Their preliminary studies on the initial acquisition and assembly of the oral microbiome using next generation sequencing of the 16S rRNA gene showed a remarkably robust and specific acquisition of a core microbiota. Humans share a common core of bacteria, with less than 1000 species as regular residents in the oral cavities of the human population. Most 1-year-old children harbor about 50 species in their mouths, while adults typically have around 200. The major species are common to everyone, and children harbor a subset of the bacteria found in adults. In this new study, the research team will follow children to young adulthood to track the development of mature adult oral microbial communities.
"This study can potentially lead to future therapeutic protocols, where a genetic match for a person's oral microbiome, including bacterial surface receptors, can become a supplement used to bring that person back to normal oral health."
The robust assembly of a small, shared community of oral organisms in infants is truly remarkable when we consider the vast range of bacteria to which the human oral cavity is exposed. These include bacteria that inhabit other body sites of humans, bacteria in water from environmental sources, plant foods that harbor their own microbial communities as well as soil and water bacteria, pets and animal food sources that have their own distinct microbiota, and other objects a child might encounter in oral explorations. Despite this exposure, only a limited and highly specific community of bacteria establishes in the human oral cavity, and it is similar across children. This exclusion of most species and support for a core of commensal species occurs by largely unknown mechanisms.

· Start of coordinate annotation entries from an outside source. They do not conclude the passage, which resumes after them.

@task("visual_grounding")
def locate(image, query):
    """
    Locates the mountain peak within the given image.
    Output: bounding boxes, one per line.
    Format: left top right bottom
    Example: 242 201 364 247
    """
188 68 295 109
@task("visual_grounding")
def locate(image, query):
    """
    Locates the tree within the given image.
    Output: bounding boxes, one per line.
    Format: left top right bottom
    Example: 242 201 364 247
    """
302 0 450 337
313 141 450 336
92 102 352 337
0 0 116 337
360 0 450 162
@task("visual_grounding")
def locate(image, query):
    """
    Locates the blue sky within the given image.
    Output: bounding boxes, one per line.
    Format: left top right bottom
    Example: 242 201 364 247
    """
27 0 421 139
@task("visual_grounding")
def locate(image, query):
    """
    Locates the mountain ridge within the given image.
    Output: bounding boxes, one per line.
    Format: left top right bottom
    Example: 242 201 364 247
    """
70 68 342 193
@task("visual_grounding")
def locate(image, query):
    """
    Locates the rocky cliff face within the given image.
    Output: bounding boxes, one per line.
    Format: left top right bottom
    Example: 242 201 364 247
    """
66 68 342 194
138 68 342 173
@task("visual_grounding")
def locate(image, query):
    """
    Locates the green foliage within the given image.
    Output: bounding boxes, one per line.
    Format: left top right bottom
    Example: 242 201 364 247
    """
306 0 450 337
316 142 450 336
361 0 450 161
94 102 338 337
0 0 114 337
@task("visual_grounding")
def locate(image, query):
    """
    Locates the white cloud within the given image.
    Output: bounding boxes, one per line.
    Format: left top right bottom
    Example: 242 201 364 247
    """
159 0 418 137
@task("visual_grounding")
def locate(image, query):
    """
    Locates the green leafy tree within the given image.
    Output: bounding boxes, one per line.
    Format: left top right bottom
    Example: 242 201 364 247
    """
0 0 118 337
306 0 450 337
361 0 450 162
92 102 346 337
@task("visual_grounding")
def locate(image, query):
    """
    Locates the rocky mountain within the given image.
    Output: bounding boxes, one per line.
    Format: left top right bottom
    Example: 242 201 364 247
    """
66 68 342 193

"This study can potentially lead to future therapeutic protocols, where a genetic match for a person's oral microbiome, including bacterial surface receptors, can become a supplement used to bring that person back to normal oral health. The process will have some similarities to organ transplant matching," says Dr. Griffen.The Griffen Leys lab will determine whether genetics plays a role in the ease of acquisition and stability of oral microbial communities. To do this, the researchers will compare how well microbial profiles match in biologic mother—child pairs and mothers and children who are adopted at birth. They will try to determine whether each human harbors a set of strains/species that is particularly well-adapted to his or her specific host environment (genetics), and whether these bacteria are a better fit for genetic offspring than those harbored by unrelated individuals. If so, the human microbiome might be another form of heritable genetic material passed from parent to offspring—another sort of "epigenetic" inheritance. To what extent the human oral microbiome is a heritable feature and to what extent it is stable over time, similar to our human genome, has major implications for disease and health.
Collaborators include Cliff Beall PhD, Research Assistant Professor, Biosciences, who is the bioinformaticist handling the gene sequencing, and Christina Igboin PhD, Research Scientist, Biosciences, who is coordinating the clinical adoption studies.